Cs50 Tideman Solution · Newest

In a directed graph, adding an edge from A → B creates a cycle if and only if B can already reach A.

Every year, the village of Coderidge held an election for the Keeper of the Orchard. Unlike other villages, they used a complex ranked voting system designed by a long-dead mathematician named Tideman. The rule was simple: if there was a way to trace a circle of preference (A beats B, B beats C, C beats A), that circle was a paradox, and the weakest link in that circle must be ignored.

Maya submitted her solution. And in the real election that followed, Alice became Keeper of the Orchard—not because she was the strongest in every head-to-head match, but because when paradoxes arose, the village had a coder wise enough to know which locks to leave open. Don't just check for a two-step loop. Use depth-first search to see if the loser has any path to the winner in the existing locked graph. If yes, skip the pair. That’s the entire secret of Tideman. Cs50 Tideman Solution

"Yes," Maya sighed. "I sort the pairs. Strongest first. Alice over Bob? Lock it. Bob over Charlie? Lock it. Charlie over Alice? Don't lock it because it creates a cycle. But my cycle detection is wrong."

She stared at her lock_pairs function.

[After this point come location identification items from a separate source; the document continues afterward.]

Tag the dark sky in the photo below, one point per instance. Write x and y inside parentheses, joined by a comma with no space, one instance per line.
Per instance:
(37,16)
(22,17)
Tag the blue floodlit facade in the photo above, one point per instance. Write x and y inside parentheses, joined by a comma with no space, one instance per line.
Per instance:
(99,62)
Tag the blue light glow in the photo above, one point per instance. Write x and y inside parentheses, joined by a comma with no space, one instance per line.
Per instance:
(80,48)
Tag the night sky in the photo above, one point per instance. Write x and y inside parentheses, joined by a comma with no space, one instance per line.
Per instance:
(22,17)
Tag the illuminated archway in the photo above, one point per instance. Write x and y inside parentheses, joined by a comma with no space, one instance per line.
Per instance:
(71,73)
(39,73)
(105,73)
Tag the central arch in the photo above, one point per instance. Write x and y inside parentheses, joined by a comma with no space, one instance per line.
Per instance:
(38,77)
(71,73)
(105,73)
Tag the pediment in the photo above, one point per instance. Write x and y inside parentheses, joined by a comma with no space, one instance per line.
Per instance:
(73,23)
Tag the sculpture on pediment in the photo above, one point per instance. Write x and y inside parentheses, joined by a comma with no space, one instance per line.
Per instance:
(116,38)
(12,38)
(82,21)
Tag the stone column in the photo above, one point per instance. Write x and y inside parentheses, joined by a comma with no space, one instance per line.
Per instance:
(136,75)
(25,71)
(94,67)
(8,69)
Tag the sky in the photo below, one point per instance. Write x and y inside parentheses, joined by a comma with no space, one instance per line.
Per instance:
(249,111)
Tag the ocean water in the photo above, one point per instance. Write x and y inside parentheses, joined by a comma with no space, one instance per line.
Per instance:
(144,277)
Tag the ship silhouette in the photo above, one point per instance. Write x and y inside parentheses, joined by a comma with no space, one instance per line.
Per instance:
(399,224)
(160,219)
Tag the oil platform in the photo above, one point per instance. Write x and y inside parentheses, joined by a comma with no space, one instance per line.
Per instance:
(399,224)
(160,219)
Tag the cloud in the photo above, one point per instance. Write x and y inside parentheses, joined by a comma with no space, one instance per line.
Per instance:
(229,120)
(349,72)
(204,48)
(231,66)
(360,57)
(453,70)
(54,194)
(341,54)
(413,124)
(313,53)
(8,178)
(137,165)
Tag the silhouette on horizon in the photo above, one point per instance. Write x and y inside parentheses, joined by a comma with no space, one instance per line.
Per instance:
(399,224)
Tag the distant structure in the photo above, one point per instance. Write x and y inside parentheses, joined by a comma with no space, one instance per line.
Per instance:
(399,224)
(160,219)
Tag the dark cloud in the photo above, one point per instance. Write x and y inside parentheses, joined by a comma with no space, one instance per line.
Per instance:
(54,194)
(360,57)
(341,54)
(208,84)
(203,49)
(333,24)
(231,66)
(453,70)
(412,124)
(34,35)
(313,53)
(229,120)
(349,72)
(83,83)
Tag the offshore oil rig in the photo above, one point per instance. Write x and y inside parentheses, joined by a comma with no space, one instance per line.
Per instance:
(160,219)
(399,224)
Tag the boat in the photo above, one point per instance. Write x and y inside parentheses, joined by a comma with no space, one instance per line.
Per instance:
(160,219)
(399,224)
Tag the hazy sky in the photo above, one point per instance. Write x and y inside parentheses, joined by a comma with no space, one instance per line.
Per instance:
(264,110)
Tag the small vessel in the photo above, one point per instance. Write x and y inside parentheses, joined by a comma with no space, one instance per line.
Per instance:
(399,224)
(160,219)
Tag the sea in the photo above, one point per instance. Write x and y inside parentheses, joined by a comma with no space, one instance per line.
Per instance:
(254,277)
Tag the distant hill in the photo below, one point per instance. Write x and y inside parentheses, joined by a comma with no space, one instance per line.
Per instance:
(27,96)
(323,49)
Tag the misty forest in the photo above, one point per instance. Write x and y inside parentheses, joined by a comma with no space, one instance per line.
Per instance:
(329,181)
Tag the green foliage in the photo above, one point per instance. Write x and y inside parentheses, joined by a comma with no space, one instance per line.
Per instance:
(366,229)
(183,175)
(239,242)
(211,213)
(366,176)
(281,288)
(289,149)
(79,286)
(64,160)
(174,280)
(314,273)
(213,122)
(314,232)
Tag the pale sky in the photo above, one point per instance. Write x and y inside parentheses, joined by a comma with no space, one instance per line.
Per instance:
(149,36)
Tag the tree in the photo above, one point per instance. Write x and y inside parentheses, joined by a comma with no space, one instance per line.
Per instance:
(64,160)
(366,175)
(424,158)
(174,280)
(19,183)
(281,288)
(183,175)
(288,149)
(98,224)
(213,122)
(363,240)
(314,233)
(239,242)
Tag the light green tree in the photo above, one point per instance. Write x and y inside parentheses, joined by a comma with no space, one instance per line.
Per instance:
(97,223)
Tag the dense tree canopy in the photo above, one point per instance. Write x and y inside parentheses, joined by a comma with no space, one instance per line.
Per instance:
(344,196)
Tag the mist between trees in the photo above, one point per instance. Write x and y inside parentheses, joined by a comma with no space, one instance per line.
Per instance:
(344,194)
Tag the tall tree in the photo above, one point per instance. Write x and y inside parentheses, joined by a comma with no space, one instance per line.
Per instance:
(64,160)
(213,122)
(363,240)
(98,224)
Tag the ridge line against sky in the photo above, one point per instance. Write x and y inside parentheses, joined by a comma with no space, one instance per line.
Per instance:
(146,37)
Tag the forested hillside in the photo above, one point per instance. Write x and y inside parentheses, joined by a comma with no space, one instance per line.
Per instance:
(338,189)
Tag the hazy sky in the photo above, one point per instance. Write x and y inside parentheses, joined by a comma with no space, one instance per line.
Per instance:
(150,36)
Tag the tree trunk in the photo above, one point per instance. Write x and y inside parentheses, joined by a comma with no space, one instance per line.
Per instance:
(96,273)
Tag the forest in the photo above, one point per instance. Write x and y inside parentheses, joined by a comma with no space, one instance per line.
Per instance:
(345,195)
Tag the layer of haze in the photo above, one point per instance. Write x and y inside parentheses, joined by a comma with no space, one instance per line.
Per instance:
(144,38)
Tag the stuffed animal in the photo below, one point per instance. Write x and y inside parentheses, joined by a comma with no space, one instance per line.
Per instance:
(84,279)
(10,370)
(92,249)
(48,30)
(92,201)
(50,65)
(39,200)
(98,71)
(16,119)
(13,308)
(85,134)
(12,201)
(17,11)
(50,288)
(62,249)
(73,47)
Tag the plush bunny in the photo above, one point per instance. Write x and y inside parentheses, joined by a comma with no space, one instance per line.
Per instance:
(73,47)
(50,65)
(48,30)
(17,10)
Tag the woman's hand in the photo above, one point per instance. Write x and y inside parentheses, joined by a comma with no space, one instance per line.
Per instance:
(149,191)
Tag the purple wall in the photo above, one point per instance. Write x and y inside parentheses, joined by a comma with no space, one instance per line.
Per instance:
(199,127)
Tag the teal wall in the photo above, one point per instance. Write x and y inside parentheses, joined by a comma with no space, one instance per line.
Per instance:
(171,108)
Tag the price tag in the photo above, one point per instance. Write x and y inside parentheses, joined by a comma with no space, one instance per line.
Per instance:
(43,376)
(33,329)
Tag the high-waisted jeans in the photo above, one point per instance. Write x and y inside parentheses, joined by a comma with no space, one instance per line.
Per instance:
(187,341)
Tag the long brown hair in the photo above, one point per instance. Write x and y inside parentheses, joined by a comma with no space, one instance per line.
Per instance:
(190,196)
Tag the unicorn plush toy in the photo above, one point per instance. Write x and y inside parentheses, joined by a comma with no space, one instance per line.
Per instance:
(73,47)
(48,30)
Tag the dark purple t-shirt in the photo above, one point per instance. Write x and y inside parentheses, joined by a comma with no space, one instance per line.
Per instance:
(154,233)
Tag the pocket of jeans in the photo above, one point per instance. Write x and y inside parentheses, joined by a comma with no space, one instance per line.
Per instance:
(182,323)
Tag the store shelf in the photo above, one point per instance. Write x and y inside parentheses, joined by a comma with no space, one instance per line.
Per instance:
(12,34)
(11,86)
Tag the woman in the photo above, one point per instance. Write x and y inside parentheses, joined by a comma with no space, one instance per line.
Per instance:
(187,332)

It was midnight. Her screen showed the dreaded red “:(” from check50 . In a directed graph, adding an edge from

Her friend, an old sysadmin named Kai, peered over her shoulder. "You're trying to lock every pair in order of strength, right?"

The story is useful because the narrative (the cycle, the DFS, the "path back") sticks in your brain longer than any pseudocode. Next time you face Tideman, remember Maya and the Orchard. The rule was simple: if there was a

"It's not about the edge you're adding," she whispered. "It's about the path that already exists beneath it."